Filozofowie uwielbiają wszelki relatywizm, który pozwala im na swobodnie "pływanie w mętnych wodach"i udawanie wszechwiedzących.
Prowadzi się zatem rozważania w stylu: "Śniło mi się, że śpię i że w tym śnie, próbowałem na jawie definiować sześcienną sferę. Czy sfera też mi się śniła?"
W takich okolicznościach niczego już nie możemy być pewni, bo wszystko staje subiektywne i zabawowo-rozrywkowe jak u "Alicji w krainie czarów".
To typowa "wyprawa" filozofa w nieistniejące światy, wynikająca z nadmiaru "wolnej mocy obliczeniowej" ludzkiego mózgu (w szczególności właśnie - umysłu filozofa).

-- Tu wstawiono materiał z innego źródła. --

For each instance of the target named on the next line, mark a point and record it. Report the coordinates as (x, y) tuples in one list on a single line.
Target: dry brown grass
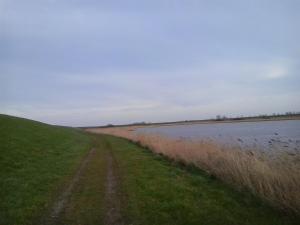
[(275, 179)]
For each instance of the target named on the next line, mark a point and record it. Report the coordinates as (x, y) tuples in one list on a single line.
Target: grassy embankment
[(35, 159), (38, 160)]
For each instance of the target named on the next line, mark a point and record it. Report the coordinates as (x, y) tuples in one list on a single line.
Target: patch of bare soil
[(113, 214), (62, 201)]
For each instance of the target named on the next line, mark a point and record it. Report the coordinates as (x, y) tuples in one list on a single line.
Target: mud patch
[(113, 214), (63, 199)]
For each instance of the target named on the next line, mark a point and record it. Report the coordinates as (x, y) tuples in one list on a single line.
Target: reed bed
[(274, 178)]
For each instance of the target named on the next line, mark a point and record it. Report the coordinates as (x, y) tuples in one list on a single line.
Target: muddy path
[(113, 214), (62, 201)]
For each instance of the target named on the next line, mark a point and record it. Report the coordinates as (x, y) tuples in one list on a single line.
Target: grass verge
[(35, 160)]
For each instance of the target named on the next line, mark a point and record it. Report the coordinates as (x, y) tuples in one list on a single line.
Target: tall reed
[(275, 179)]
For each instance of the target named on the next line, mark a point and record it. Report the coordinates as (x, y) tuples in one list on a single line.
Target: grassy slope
[(160, 192), (35, 159)]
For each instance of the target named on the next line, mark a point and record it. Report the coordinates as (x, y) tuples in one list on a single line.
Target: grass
[(275, 179), (35, 160)]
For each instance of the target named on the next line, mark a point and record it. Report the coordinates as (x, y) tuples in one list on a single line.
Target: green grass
[(35, 160), (38, 160)]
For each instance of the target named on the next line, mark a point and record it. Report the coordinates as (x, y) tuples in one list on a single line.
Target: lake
[(267, 135)]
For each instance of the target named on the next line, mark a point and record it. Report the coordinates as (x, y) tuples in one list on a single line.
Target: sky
[(93, 62)]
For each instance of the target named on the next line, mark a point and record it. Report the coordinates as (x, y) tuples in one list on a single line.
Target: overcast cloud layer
[(85, 62)]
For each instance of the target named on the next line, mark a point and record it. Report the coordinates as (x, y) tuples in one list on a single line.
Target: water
[(267, 135)]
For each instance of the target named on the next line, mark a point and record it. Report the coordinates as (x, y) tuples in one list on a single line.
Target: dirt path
[(113, 214), (60, 204)]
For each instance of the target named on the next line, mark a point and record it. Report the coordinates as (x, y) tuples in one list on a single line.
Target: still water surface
[(269, 135)]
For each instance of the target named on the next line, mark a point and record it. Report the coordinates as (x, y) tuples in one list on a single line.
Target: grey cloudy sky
[(91, 62)]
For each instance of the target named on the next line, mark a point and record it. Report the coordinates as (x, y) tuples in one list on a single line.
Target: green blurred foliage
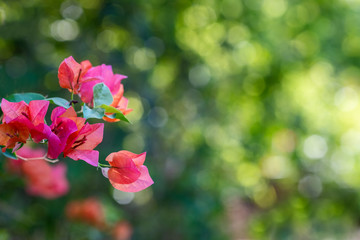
[(248, 111)]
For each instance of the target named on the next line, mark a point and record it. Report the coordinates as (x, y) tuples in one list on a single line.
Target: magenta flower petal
[(68, 73), (138, 159), (13, 110), (89, 156), (37, 110), (141, 183)]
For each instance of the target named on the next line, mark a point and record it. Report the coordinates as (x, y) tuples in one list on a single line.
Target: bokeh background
[(248, 111)]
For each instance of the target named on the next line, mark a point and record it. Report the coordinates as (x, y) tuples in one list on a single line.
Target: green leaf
[(117, 113), (9, 154), (102, 95), (93, 112), (59, 101), (27, 97)]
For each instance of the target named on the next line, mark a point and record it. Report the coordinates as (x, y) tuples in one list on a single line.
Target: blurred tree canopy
[(248, 110)]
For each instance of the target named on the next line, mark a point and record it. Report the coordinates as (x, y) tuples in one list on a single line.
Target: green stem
[(72, 98)]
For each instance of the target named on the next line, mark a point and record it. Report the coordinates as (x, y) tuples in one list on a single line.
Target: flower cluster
[(90, 211), (42, 179), (69, 133)]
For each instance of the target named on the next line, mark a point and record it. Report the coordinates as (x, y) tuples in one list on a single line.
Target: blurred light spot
[(199, 16), (253, 4), (134, 103), (164, 74), (134, 143), (70, 10), (307, 43), (64, 30), (297, 16), (156, 44), (143, 58), (274, 8), (351, 46), (45, 54), (315, 147), (248, 174), (51, 82), (254, 85), (237, 34), (106, 41), (231, 8), (199, 76), (158, 117), (350, 142), (215, 136), (310, 186), (346, 99), (276, 167), (284, 141), (265, 196), (143, 197), (123, 197), (342, 163), (16, 67), (173, 168), (95, 4)]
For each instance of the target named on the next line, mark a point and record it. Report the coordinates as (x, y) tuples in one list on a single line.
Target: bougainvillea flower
[(88, 211), (122, 230), (71, 73), (81, 143), (64, 123), (127, 172), (31, 115), (42, 179), (120, 103), (13, 133), (99, 74)]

Od pojęć abstrakcyjnych nie ma ucieczki, bo tylko z nich mózg może konstruować (kolejne, lepsze lub gorsze) modele rzeczywistości. Modele te są konieczne do ciągłego prognozowania zdarzeń, z którymi mamy do czynienia w tejże obiektywnej rzeczywistości. To podstawowa funkcja mózgu, bez której przeżycie dowolnego osobnika w otaczającym go świecie nie byłoby możliwe. Filozofom jednak ich własne modele nagminnie mylą się z obiektywną rzeczywistością. W przeszłości filozofowie mieli skłonność do mnożenia bytów ponad miarę. Dziś już nie. Folgują sobie za to w tworzeniu wirtualnych światów, w których wszystko staje się irracjonalne, jak w narkotycznych rojeniach.

Gdyby te wszystkie rozdęte filozoficzne koncepcje były dobrymi modelami rzeczywistości, to ich cechą byłaby możliwość praktycznego stosowania z dobrym skutkiem.
Tymczasem filozofia pozostaje nauką bezsilną wobec całej masy problemów z tzw. "dylematami moralnymi" na czele. Z tego powodu Furtian Wacław na forum "Nauka - Filozofia - Socjologia" (portal o2) wystąpił z koncepcją "brzytwy furtiana", odcinającej irracjonalne światy tworzone przez filozofów ponad niezbędną potrzebę. Jako potrzebę niezbędną należy rozumieć tu koncepcje filozoficzne dające jakieś (jakiekolwiek) praktyczne zastosowania.  Dodatkowym postulatem względem filozofii stał się wymóg precyzowania dziedziny rozumowania, na wzór określanej przez inną naukę (ścisłą), tj. matematykę.

Dodatkowym czynnikiem powiekszającym istniejacy rozziew pomiędzy wnioskami płynącymi z ustaleń nauk przyrodniczych oraz osiagnięciami technicznymi a filozofią jest głębokie osadzenie tej pseudo-nauki w archaicznych poglądach, rodem wprost ze starożytności i wczesnego średniowiecza. Zatęchłe koncepcje światopoglądowe będące na usługach dogmatyzmu katolickiego, w zderzeniu z osiągnięciami genetyki, socjobiologii, nanoiżynierii, informatyki i wielu innych dziedzin ludzkiego poznania są skazane na taki los, jaki niegdyś spotkał alchemię i astrologię.

Coraz wyraźniej rysuje się pilna, praktyczna potrzeba odrzucenia znacznej części akademickiego, filozoficznego bełkotu, na rzecz nowych koncepcji, lepiej przystających do obiektywnej (choć do końca nierozpoznawalnej) rzeczywistości.
Jeśli filozofia nie chce trafić do kręgu para-nauk, musi zacząć spełniać dokładnie ten sam podstawowy warunek, co wszystkie inne nauki. Modele rzeczywistości tworzone przez tę naukę muszą być choćby w niewielkim stopniu  weryfikowalne empirycznie, lub dawać chodćby minimalną nadzieję na możliwość praktycznego zastosowania.